Note sur la vérification : l'accès réseau de cette session permet la recherche mais bloque la récupération directe des pages, y compris depuis gov.br, agenciabrasil.ebc.com.br, agenciagov.ebc.com.br, riotimesonline.com, poder360.com.br, correiobraziliense.com.br et bvsms.saude.gov.br. Le numéro de la résolution (RE n° 3 443/2026), sa date de signature le 1er septembre et sa date de publication le 2 septembre, les dates d'inspection du 24 au 28 août, les trois constats (défaillances des contrôles en cours de fabrication et avant libération, insuffisances du suivi de l'eau, et enquête insuffisante sur les problèmes auto-identifiés), l'absence de contamination ou de rappel, et les marques concernées (OMO, Brilhante, Surf, Comfort, Fofo) ont été confirmés via des extraits indexés du communiqué officiel de l'Anvisa, recoupés avec des comptes rendus indépendants de l'Agência Brasil, du Rio Times Online, de Poder360 et du Correio Braziliense, rapportant chacun les mêmes chiffres et les mêmes dates. Le fondement juridique des Bonnes Pratiques de Fabrication, la RDC n° 47/2013, ainsi que le nombre d'inspections menées en 2026 (sept inspections antérieures de fabricants de produits d'entretien, dont quatre chez les plus grandes entreprises du secteur au Brésil), ont été confirmés via des extraits indexés du communiqué de l'Anvisa et d'une synthèse réglementaire spécialisée sur la RDC 47/2013, recoupés avec des résultats de recherche indépendants rapportant le même nombre d'inspections.

Questions fréquentes

L'Anvisa a-t-elle constaté une contamination ou un danger dans les produits Unilever ?

Non. L'Anvisa a indiqué que les éléments disponibles n'indiquaient aucune contamination microbiologique ni aucun autre problème dans les lots déjà fabriqués à l'usine de Vinhedo. Elle n'a ordonné aucun rappel et n'a pas suspendu la vente, la distribution ou l'utilisation des stocks déjà sur le marché ; la suspension s'applique uniquement à la fabrication de nouveaux lots sur les deux lignes concernées, jusqu'à correction des lacunes identifiées.

Quels produits Unilever sont concernés par la suspension ?

Deux lignes de production de l'usine Unilever de Vinhedo, dans l'État de São Paulo : le savon liquide, vendu sous les marques OMO, Brilhante et Surf, et l'assouplissant liquide, vendu sous les marques Comfort et Fofo.
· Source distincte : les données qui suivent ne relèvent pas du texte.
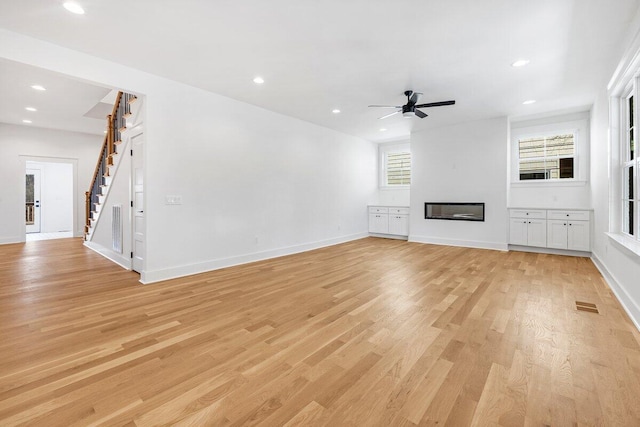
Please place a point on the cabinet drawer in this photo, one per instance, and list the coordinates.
(378, 209)
(528, 213)
(574, 215)
(399, 211)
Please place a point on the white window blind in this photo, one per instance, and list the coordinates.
(398, 168)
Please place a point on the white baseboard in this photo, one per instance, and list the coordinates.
(202, 267)
(496, 246)
(628, 303)
(111, 255)
(8, 240)
(389, 236)
(550, 251)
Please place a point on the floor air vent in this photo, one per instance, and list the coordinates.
(586, 306)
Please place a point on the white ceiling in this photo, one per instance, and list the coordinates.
(319, 55)
(67, 104)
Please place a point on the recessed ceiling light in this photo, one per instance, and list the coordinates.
(74, 8)
(520, 63)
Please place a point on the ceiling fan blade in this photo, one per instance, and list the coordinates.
(414, 97)
(436, 104)
(420, 114)
(388, 115)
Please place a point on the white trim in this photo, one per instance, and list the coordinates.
(24, 158)
(627, 242)
(389, 236)
(565, 182)
(496, 246)
(10, 240)
(383, 149)
(549, 251)
(216, 264)
(577, 125)
(628, 304)
(109, 254)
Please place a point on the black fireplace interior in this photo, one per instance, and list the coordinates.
(454, 211)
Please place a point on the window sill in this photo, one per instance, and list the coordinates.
(542, 183)
(395, 187)
(628, 243)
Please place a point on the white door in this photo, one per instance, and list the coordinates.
(557, 233)
(578, 236)
(379, 223)
(537, 232)
(399, 225)
(138, 223)
(32, 201)
(518, 232)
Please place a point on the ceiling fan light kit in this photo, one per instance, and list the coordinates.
(410, 109)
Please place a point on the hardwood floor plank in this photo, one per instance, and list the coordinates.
(372, 332)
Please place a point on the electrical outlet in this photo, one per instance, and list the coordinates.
(172, 200)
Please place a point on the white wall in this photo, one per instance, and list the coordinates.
(620, 267)
(254, 183)
(56, 196)
(530, 194)
(461, 163)
(21, 143)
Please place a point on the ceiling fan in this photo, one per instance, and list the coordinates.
(410, 109)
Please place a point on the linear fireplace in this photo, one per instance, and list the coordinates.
(454, 211)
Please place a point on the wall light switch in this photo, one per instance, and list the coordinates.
(172, 200)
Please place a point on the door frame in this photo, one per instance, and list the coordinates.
(23, 191)
(137, 131)
(37, 198)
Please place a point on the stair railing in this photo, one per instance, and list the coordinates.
(116, 124)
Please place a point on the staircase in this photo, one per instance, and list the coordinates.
(107, 161)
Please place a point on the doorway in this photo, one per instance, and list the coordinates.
(32, 201)
(49, 204)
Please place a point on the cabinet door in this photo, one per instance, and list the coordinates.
(399, 225)
(578, 236)
(557, 233)
(518, 231)
(379, 223)
(537, 232)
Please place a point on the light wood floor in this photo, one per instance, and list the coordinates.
(372, 332)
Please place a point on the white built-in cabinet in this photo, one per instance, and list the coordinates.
(569, 230)
(551, 228)
(392, 220)
(528, 227)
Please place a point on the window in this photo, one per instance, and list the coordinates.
(546, 157)
(629, 167)
(395, 166)
(398, 167)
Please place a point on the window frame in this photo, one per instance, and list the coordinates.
(577, 125)
(546, 158)
(384, 151)
(626, 162)
(625, 82)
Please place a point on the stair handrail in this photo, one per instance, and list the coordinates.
(105, 158)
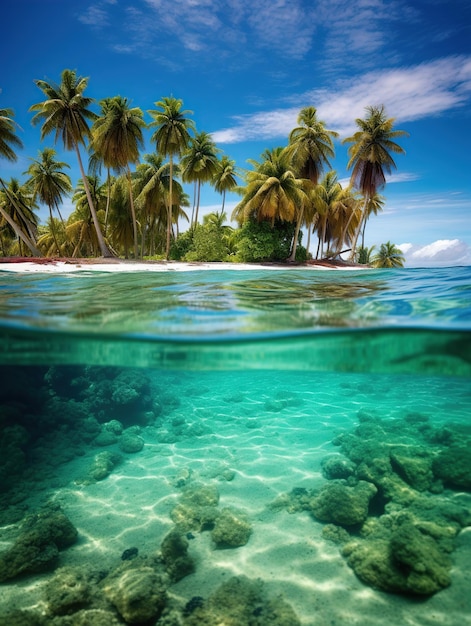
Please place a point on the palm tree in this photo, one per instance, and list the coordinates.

Toutes les autres lignes de la même usine continuent de fonctionner normalement, et la suspension ne s'étend pas aux autres sites brésiliens d'Unilever.

Que doit faire Unilever avant de pouvoir reprendre la fabrication sur ces deux lignes ?
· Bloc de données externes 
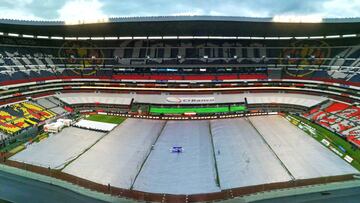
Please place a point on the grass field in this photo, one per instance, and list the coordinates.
(335, 140)
(105, 118)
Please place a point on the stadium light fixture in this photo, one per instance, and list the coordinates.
(186, 37)
(13, 34)
(349, 35)
(201, 37)
(316, 37)
(70, 38)
(257, 37)
(244, 37)
(125, 38)
(297, 19)
(111, 38)
(271, 38)
(332, 36)
(83, 38)
(97, 38)
(56, 37)
(154, 37)
(42, 37)
(285, 38)
(139, 37)
(301, 37)
(170, 37)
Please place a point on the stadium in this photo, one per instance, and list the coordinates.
(181, 108)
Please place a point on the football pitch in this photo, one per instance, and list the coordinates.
(105, 118)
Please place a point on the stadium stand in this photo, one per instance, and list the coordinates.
(19, 116)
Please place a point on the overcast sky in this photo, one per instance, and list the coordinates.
(90, 9)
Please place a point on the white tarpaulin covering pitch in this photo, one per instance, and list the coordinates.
(242, 157)
(301, 154)
(117, 158)
(95, 125)
(58, 149)
(189, 172)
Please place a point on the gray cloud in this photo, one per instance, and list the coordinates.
(48, 9)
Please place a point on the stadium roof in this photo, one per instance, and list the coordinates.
(183, 26)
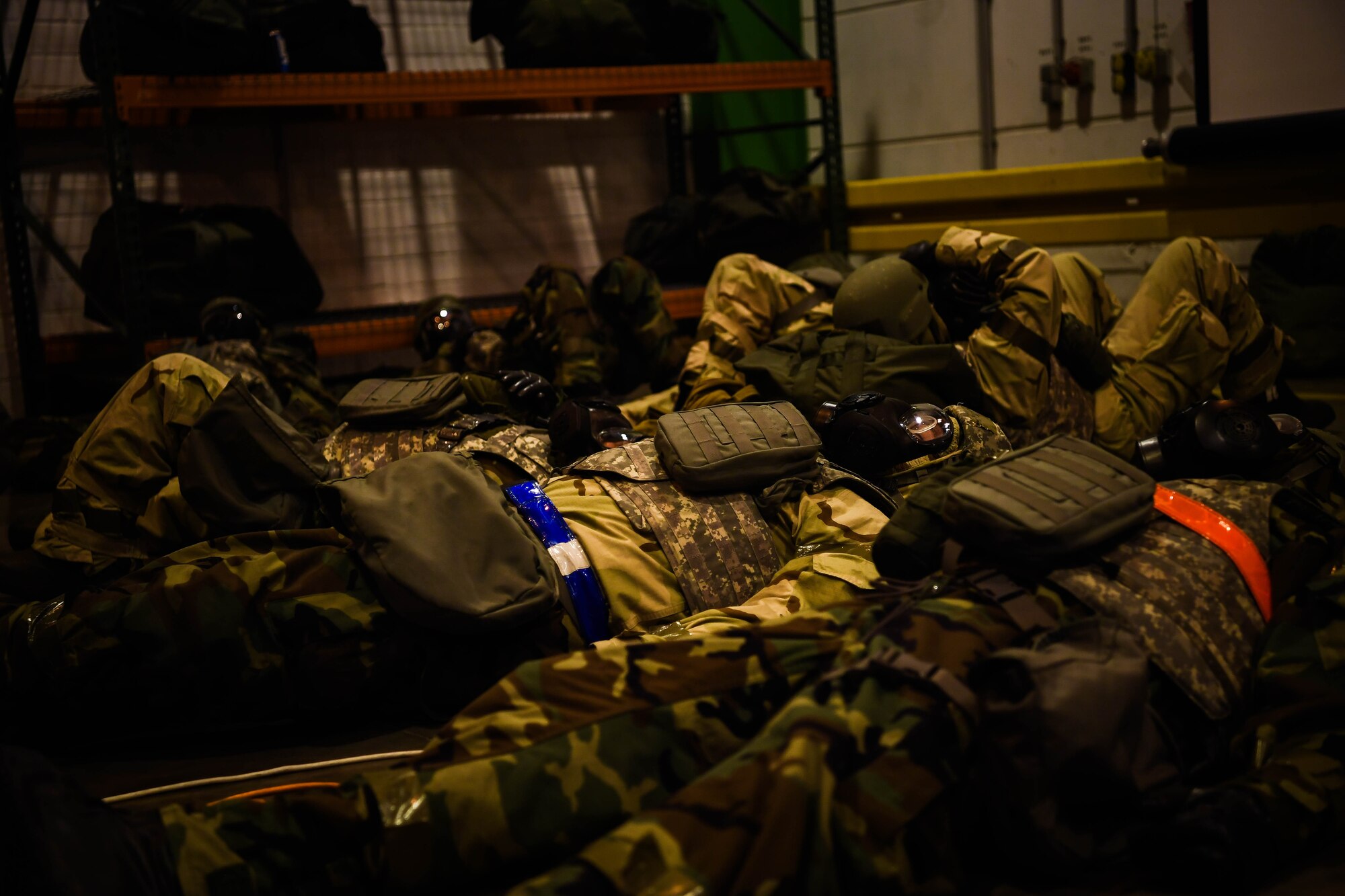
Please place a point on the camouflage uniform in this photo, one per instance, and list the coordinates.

Corriger les lacunes identifiées par l'inspection conjointe, dans les contrôles appliqués pendant la fabrication et avant la libération d'un lot, dans le suivi de l'eau utilisée en production, et dans la manière dont l'entreprise enquête sur les problèmes identifiés par son propre personnel et les corrige, comme l'exige la RDC n° 47/2013, le règlement brésilien de Bonnes Pratiques de Fabrication pour les saneantes. Unilever a indiqué que les travaux correctifs étaient déjà en cours, mais ni l'entreprise ni l'Anvisa n'ont publié de date pour la reprise de la production sur ces deux lignes.